In adult patients with primary TCS, neurological findings and urinary deficits show a favorable long-term surgical outcome after tethered cord release, as most patients report improvement or stabilization of their symptoms. In addition, the overall postoperative complication rate is low [40]. A short duration from onset of symptoms to surgery again has also been associated with a good prognosis [25].

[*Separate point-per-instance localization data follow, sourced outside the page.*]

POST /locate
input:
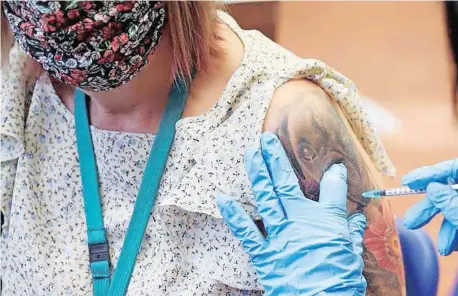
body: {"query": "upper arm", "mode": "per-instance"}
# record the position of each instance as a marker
(315, 137)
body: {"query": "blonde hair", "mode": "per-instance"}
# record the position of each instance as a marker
(193, 35)
(192, 28)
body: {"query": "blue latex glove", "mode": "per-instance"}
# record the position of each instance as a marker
(311, 248)
(439, 198)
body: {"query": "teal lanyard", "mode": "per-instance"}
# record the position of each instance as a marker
(99, 258)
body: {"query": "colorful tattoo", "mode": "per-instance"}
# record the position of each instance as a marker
(314, 138)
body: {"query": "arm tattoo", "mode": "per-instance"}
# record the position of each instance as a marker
(314, 137)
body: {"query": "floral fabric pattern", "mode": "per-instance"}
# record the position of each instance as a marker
(94, 45)
(187, 249)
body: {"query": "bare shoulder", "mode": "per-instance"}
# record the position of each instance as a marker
(315, 136)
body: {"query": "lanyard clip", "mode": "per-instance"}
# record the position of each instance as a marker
(99, 252)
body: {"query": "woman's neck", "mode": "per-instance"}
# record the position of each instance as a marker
(136, 106)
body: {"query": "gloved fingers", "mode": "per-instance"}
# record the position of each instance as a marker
(447, 238)
(283, 177)
(268, 204)
(333, 186)
(241, 224)
(445, 199)
(421, 177)
(357, 224)
(420, 214)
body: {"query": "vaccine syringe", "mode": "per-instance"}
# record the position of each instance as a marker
(396, 191)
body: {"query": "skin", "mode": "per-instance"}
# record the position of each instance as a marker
(314, 138)
(311, 132)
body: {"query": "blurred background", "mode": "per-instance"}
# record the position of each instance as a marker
(398, 55)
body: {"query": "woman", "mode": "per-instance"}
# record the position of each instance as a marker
(126, 56)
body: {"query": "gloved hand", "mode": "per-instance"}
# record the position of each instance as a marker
(311, 248)
(439, 198)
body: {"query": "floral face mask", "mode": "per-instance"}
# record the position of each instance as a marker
(93, 45)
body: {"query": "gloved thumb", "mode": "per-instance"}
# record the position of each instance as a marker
(445, 199)
(420, 214)
(447, 241)
(440, 172)
(241, 224)
(357, 224)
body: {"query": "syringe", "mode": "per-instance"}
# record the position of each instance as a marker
(397, 191)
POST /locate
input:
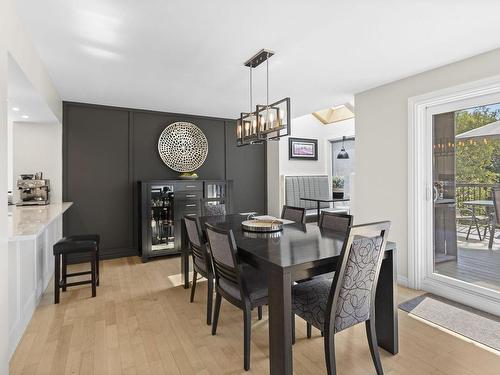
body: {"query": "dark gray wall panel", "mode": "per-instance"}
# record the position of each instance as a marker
(106, 150)
(96, 174)
(246, 166)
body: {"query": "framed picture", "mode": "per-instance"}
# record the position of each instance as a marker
(302, 148)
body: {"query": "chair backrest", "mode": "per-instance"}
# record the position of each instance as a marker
(352, 296)
(496, 204)
(335, 221)
(213, 208)
(297, 214)
(198, 248)
(225, 261)
(297, 187)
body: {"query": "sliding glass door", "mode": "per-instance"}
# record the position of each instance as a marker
(466, 168)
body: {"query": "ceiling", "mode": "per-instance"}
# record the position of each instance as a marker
(187, 56)
(24, 102)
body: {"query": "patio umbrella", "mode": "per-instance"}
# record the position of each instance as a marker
(491, 131)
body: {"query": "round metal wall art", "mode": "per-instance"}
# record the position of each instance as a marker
(183, 147)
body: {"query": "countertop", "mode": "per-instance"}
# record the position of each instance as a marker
(27, 222)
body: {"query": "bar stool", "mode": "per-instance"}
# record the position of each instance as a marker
(86, 237)
(65, 247)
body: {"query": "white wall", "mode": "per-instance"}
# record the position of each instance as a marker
(14, 41)
(381, 142)
(302, 127)
(38, 147)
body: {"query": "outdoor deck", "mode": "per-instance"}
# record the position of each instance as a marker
(475, 263)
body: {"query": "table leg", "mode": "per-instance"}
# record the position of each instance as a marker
(386, 309)
(280, 328)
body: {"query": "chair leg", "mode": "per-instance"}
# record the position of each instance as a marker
(193, 287)
(331, 367)
(97, 266)
(247, 323)
(218, 300)
(64, 271)
(371, 334)
(57, 270)
(210, 297)
(93, 273)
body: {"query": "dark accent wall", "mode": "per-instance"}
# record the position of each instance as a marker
(106, 150)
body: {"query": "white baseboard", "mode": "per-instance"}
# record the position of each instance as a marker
(403, 281)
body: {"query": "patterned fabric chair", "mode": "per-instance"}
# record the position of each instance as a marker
(297, 214)
(335, 221)
(240, 284)
(333, 306)
(201, 261)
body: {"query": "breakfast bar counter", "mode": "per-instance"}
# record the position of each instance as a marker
(32, 231)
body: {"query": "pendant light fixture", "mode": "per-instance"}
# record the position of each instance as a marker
(343, 153)
(267, 122)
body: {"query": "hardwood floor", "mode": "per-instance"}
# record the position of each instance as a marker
(141, 322)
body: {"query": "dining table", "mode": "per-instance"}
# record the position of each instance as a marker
(323, 199)
(298, 252)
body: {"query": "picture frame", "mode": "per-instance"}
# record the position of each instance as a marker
(302, 149)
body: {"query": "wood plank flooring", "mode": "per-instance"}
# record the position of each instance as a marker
(141, 322)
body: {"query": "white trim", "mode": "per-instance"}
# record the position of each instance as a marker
(403, 281)
(420, 267)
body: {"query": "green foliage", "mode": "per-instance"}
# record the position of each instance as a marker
(477, 160)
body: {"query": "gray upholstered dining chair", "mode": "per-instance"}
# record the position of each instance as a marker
(240, 284)
(495, 220)
(202, 263)
(338, 222)
(297, 214)
(348, 300)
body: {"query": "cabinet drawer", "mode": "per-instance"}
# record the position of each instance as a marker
(189, 186)
(187, 195)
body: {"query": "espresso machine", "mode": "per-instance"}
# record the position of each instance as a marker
(33, 190)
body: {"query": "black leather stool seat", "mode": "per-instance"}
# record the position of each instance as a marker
(66, 246)
(85, 237)
(78, 244)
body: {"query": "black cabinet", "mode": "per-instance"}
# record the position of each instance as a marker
(163, 204)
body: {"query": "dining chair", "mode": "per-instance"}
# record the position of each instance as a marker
(348, 300)
(297, 214)
(338, 222)
(495, 220)
(201, 261)
(239, 283)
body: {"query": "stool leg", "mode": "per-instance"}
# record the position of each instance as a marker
(93, 259)
(57, 271)
(64, 271)
(97, 266)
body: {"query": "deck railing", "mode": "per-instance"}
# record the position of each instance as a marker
(465, 191)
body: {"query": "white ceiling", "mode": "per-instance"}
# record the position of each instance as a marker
(187, 56)
(24, 102)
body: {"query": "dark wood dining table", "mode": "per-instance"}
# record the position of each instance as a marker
(298, 252)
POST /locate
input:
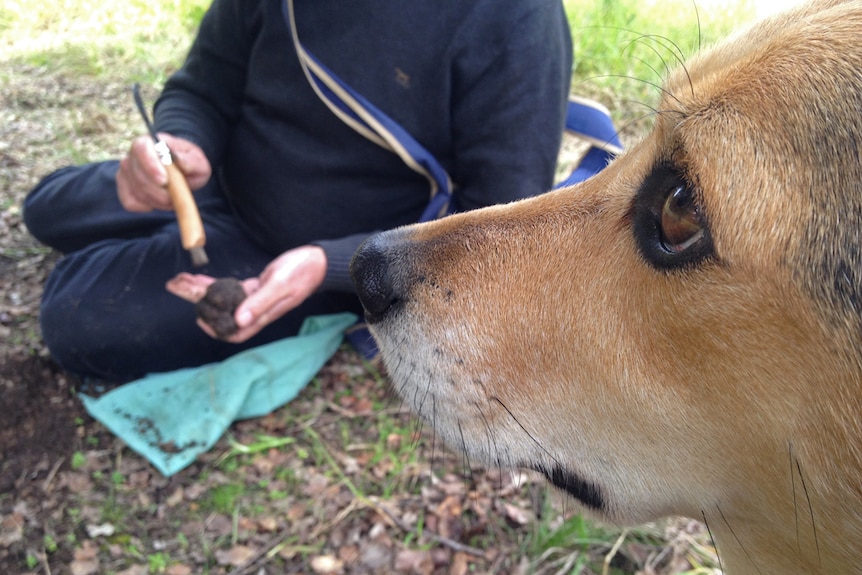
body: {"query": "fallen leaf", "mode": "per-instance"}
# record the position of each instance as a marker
(86, 561)
(236, 555)
(326, 564)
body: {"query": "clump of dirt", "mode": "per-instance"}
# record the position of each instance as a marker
(40, 414)
(218, 306)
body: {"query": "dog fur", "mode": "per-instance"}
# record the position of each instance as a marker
(681, 334)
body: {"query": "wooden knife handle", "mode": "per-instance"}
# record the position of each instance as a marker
(188, 217)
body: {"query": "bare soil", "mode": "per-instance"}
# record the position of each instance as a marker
(354, 486)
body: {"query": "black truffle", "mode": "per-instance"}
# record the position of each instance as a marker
(218, 306)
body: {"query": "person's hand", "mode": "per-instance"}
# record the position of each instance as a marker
(142, 179)
(285, 283)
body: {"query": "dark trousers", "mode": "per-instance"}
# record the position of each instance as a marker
(105, 311)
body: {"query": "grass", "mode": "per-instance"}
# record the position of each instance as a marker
(623, 48)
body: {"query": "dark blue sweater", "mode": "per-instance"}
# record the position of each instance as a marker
(482, 84)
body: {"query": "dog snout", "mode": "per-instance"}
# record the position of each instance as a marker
(374, 276)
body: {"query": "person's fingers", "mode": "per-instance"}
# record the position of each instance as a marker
(141, 178)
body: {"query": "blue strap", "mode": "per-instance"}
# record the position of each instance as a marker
(592, 122)
(585, 118)
(355, 110)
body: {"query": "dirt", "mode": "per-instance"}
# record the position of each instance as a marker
(340, 480)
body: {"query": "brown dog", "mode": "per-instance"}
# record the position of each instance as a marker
(682, 334)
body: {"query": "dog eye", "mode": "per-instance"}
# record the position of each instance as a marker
(669, 223)
(681, 224)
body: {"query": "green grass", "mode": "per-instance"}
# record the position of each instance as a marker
(138, 40)
(623, 48)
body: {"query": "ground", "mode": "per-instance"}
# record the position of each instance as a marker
(340, 480)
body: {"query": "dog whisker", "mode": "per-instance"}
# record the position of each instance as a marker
(738, 540)
(711, 538)
(810, 510)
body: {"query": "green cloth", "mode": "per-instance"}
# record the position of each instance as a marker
(171, 418)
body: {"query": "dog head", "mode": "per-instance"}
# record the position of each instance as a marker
(679, 335)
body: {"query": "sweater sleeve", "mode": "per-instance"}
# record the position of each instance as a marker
(510, 99)
(201, 101)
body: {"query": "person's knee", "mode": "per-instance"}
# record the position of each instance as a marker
(39, 211)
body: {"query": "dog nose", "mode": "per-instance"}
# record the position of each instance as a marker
(371, 273)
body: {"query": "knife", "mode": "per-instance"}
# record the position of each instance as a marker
(188, 217)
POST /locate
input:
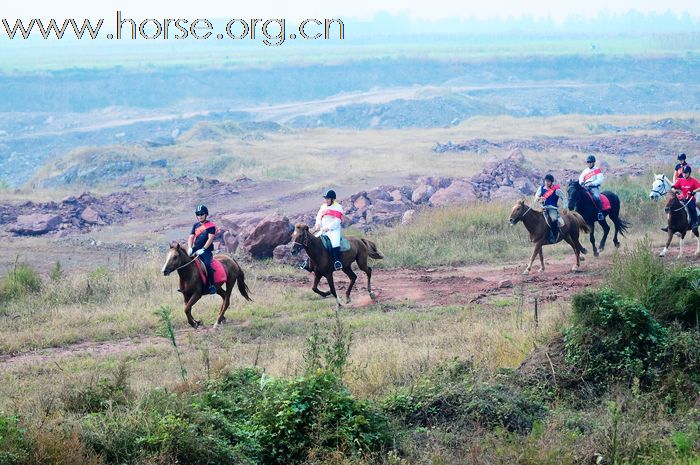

Albeit rare, possible complications of surgical untethering are deterioration of motor function [68], postoperative urinary tract infections [75], deterioration of preoperative normal bladder function [18, 19], erectile dysfunction [4], incomplete untethering [33], and cerebrospinal fluid leak [70]. Retethering may occur [33, 40, 68] and can usually be released surgically with good results.

10 Conclusive Remarks

In the literature, the term primary tethered cord syndrome apparently stands for at least three different entities – tight filum terminale with and without low conus medullaris as well as TCS associated with myelomeningocele and tumors. These entities are diagnosed at various different stages. It is this variety that mainly accounts for the different outcome reports and the ambiguity with respect to the indication for surgery. Nevertheless, there is common ground to stand on: neurological deterioration in a majority of patients with untreated primary TCS is natural and obvious. It is thus important that the diagnosis is established as early as possible. Surgical untethering ultimately remains the method of choice and should be offered to all patients who experience worsening of their condition. In some with clear evidence of TCS, even prophylactic surgery may be indicated.